Multiple sequence alignments of new Rutaceae type 1 and 2 MLP sequences. Multiple sequence alignments of sequences (submitted to NCBI GenBank) were done by ClustalW, deleting the signal sequences and few C-terminal residues. The predicted Glycosylation site (bold), STI (Kunitz) protease inhibitors family signature (gray shade), and phosphorylation site (underlined) are indicated. The putative P1 residue is shown by the arrow, and conserved cysteines are shown in boxes. Abbreviations used: ClI, C. limonia MLP-I; ClII, C. limonia MLP-II; CaI, C. aurantifolia MLP-I; CaII, C. aurantifolia MLP-II; CmI, C. maxima MLP-I; CmII, C. maxima MLP-II; AmII, Aegle marmelos MLP-II; CrI, C. reticulata MLP-I; CrII, C. reticulata MLP-II; CsI, C. sinensis MLP-I; MpI, M. paniculata MLP-I; MpII, M. paniculata MLP-II; MkII, M. koenigii MLP-II; and CamII, C. aurantium MLP-II
Multiple sequence alignments of MLP sequences from NCBI database and Rutaceae MLPs were done by ClustalW, deleting the signal sequences and few C-terminal residues. The predicted glycosylation site (bold), STI (Kunitz) protease inhibitors family signature (gray shade) and phosphorylation site (underlined) are indicated. Abbreviations used: MkI, M. koenigii MLP-I; MkII, M. koenigii MLP-II; CrI, C. reticulata MLP-I; CrII, C. reticulata MLP-II; Ccvs, Citrus cv shiranuhi MLP-2; Cxp2, Citrus × paradisi MLP-2; Cxp3, Citrus × paradisi MLP-3; Cxpm, Citrus × paradisi mRNA; Cu2, C. unshiu putative MLP-2; Cum, C. unshiu mRNA; Cj1, C. jambhiri Rlem MLP-1; Cj2, C. jambhiri Rlem MLP-2; Pt, P. trichocarpa Kunitz trypsin inhibitor; All, A. lyrata trypsin inhibitor; Sp, S. palustre MLP; Nt-T, N. tabacum tumor related protein; Nt, N. tabacum Kunitz trypsin inhibitor; Tb, T. bicolor trypsin inhibitor; and STI, G. max soybean trypsin inhibitor
The primary amino acid sequences of the most of the MLPs possess a conserved Kunitz signature motif [L/I/V/M]-x-D-x-[E/D/N/T/Y]-[D/G]-[R/K/H/D/E/N/Q]-x-[L/I/V/M]-(x)5-Y-x-[L/I/V/M] at the N-terminal of the sequence (Laskowski and Kato 1980) (Fig. 3).
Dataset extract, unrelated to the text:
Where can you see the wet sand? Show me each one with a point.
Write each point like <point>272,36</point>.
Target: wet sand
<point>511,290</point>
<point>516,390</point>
The presence of three disulfide bonds is a typical feature of MLPs, and their positions in the most of the sequences of type 1 and 2 are conserved. In classical Kunitz inhibitors, only two conserved disulfides are present. Multiple sequence alignment comparative analysis of sequences at reactive site loop revealed major changes at both the primary and secondary specificity sites in groups I and II MLPs as compared with classical Kunitz inhibitors. Compared to native miraculin and classical Kunitz inhibitors like STI, the conventional Arginine/Lysine at P1 position has been replaced by the conserved Asn65 residue in both groups I and II MLPs (Fig. 2). The differences in secondary specificity sites at all the positions were observed in MLPs when compared with native miraculin and soybean Kunitz trypsin inhibitor. In MLP type 1, Tyr63 (P3), Asn64 (P2), Thr66 (P1′), and Ser67 (P2′); and in MLP type 2 Tyr63 (P3), Asp64 (P2), Ser66 (P1′), and Thr67 (P2′) are present in place of Pro61 (P3), Tyr62 (P2), Ile64 (P1′), and Arg65 (P2′) in STI. Likewise, native miraculin showed differences at secondary specificity sites where Asn66 (P3), Pro67 (P2), Glu69 (P1′), and Asp70 (P2′) are present in native miraculin. Interestingly, Asn13 which plays an important role in stabilizing the reactive loop conformation in STI is replaced by Ala13 and Ser13 in group I and II MLPs, respectively, whereas in group III MLPs, this position shows variability consisting of any one of Thr/Val/Pro/Ala (Fig. 3).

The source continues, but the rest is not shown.